Berdasarkan pada uraian di atas, jelas menunjukkan adanya pengaruh positif maupun negatif atas pemberlakuan peraturan pemajakan atas UMKM ini, maka penulis tertarik untuk melakukan penelitian mengenai pengaruh penerapan sistem baru perpajakan yang berjudul: “Analisis Perbandingan Pajak Terutang Wajib Pajak Orang Pribadi dan Badan Sebelum dan Sesudah Penerapan Pajak 1% Terhadap Usaha Mikro Kecil Menengah (UMKM) (Studi Kasus Pemerintah Daerah Kota Bukittinggi)”
1.2
Rumusan Masalah Proposal penelitian membahas rumusan sebagai berikut : 1. Bagaimana perbandingan pajak terutang atas penghasilan wajib pajak orang pribadi sebelum dan sesudah diterapkannya PP No.46 Tahun 2013 ? 2. Bagaimana perbandingan pajak terutang atas penghasilan wajib pajak badan sebelum dan sesudah diterapkannya PP No.46 Tahun 2013?
1.3
Tujuan Penelitian Tujuan dari penelitian ini adalah sebagai berikut : 1. Mengetahui jumlah pajak terutang wajib pajak orang pribadi sesudah pemberlakuan Peraturan Pemerintah Nomor 46 Tahun 2013 2. Mengetahui jumlah pajak terutang wajib pajak badan sesudah pemberlakuan Peraturan Pemerintah Nomor 46 Tahun 2013
1.4
Batasan Masalah
Penulis memberikan batasan masalah terhadap penelitian ini agar pembahasan penelitian terfokus dan tidak mengambang. Permasalahan di dalam penelitian ini akan dibatasi pada objek penelitiannya, dimana penulis hanya akan meneliti pada wajib pajak orang pribadi dan badan yang terdaftar pada Dinas Koperasi Perindustrian dan Perdagangan Kota Bukittinggi pada tahun 2014 dan memiliki usaha yang tergolong usaha mikro, kecil dan menengah. 1.5
Manfaat Penelitian Adapun manfaat yang diharapkan dari penelitian ini adalah sebagai berikut: 1. Bagi Penulis Dengan melakukan penelitian ini, penulis dapat menerapkan pengetahuan yang diperoleh selama masa pendidikan baik formal maupun informal. Selain itu, diharapkan penulis memperoleh wawasan mengenai Peraturan Pemerintah No.46 Tahun 2013. 2. Perkembangan Ilmu Pengetahuan Hasil penelitian ini diharapkan dapat digunakan sebagai tambahan informasi tentang pengenaan pajak setelah diberlakukannya PP No.46 Tahun 2013 dan memberikan informasi tentang pengaruhnya terhadap penerimaan pajak di Kota Bukittinggi.
1.6
Sistematika Penulisan Penulisan skripsi ini terdiri dari lima bab, antara satu bab dengan bab lainnya
saling berhubungan. Untuk memberikan gambaran tentang penulisan skripsi ini, berikut disajikan gambaran umum dari setiap bab:
BAB I
: Pendahuluan
Bab pendahuluan ini merupakan bab yang memberikan informasi yang bersifat umum dan menyeluruh secara sistematis serta memuat latar belakang, perumusan masalah, tujuan dan manfaat penulisan, dan sistematika penulisan. BAB II
: Landasan Teori Bab ini menjelaskan mengenai beberapa konsep dasar sebagai landasan teori dan tinjauan kepustakaan yang diperlukan sehubungan dengan pembahasan masalah. Diantaranya teori-teori mengenai Konsep Dasar Perpajakan, Pajak Penghasilan, Perkembangan Peraturan Perpajakan dan UMKM.

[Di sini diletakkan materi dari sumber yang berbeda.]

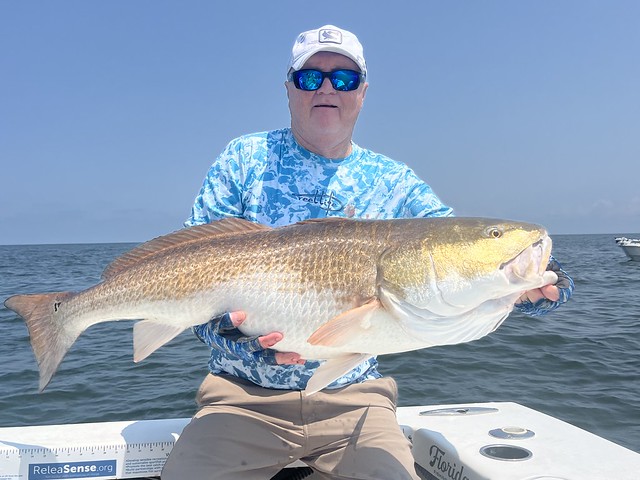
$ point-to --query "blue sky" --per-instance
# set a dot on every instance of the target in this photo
(112, 111)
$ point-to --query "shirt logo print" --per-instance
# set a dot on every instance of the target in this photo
(325, 200)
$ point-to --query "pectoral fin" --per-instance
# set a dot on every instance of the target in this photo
(148, 336)
(339, 330)
(333, 369)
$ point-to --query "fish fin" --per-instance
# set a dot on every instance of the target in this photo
(341, 328)
(181, 238)
(149, 335)
(333, 369)
(49, 335)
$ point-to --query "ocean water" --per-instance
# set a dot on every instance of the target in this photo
(580, 363)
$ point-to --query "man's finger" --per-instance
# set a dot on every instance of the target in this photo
(237, 317)
(288, 358)
(551, 292)
(268, 341)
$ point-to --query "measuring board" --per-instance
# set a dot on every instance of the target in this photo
(87, 451)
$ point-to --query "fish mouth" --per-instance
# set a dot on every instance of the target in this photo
(531, 263)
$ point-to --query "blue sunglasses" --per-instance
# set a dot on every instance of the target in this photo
(341, 80)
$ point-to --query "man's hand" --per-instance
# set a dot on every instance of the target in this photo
(551, 292)
(265, 341)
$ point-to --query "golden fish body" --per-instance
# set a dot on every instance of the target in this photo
(337, 289)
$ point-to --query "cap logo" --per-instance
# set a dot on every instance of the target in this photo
(329, 36)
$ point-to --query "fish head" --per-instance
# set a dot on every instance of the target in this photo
(457, 264)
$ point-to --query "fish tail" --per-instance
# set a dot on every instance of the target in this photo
(49, 334)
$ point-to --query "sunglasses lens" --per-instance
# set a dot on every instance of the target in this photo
(345, 80)
(308, 79)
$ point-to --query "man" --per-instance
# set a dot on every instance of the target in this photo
(254, 418)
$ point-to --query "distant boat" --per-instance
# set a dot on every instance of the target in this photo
(631, 247)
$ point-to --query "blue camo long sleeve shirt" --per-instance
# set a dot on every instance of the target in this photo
(270, 179)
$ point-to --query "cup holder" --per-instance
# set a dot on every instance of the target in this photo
(509, 453)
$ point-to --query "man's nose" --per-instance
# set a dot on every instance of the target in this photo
(325, 86)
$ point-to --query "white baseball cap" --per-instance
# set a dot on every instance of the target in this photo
(326, 39)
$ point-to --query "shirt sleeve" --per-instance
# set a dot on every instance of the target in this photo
(221, 194)
(421, 201)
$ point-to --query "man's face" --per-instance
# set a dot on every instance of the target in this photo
(325, 112)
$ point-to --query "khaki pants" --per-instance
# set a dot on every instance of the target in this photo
(246, 432)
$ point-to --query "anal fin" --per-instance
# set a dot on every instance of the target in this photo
(333, 369)
(149, 335)
(340, 329)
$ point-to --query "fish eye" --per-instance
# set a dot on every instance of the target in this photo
(494, 232)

BAB III : Metode Penelitian Bab ini menguraikan tentang jenis penelitian, metode pengumpulan data, jenis dan sumber data, serta metode analisis yang digunakan dalam penulisan skripsi ini. BAB IV : Pembahasan Dalam bab ini diuraikan mengenai gambaran secara umum tentang objek, deskripsi hasil penelitian, melakukan analisis dan pembahasan melalui penelitian. Bab ini menguraikan mengenai pajak terutang wajib pajak orang pribadi dan badan sebelum dan sesudah penerapan PP No. 46 Tahun 2013 terhadap UMKM di Kota Bukittinggi. BAB V
: Kesimpulan dan Saran Bab ini merupakan bab yang berisi kesimpulan atas hasil penelitian yang dilakukan, keterbatasan dari penelitian yang penulis lakukan, serta saran-
saran kepada pihak perusahaan atas hasil penelitian yang dilakukan dan peneliti selanjutnya yang akan melakukan penelitian terkait ketetapan pajak 1% terhadap UMKM.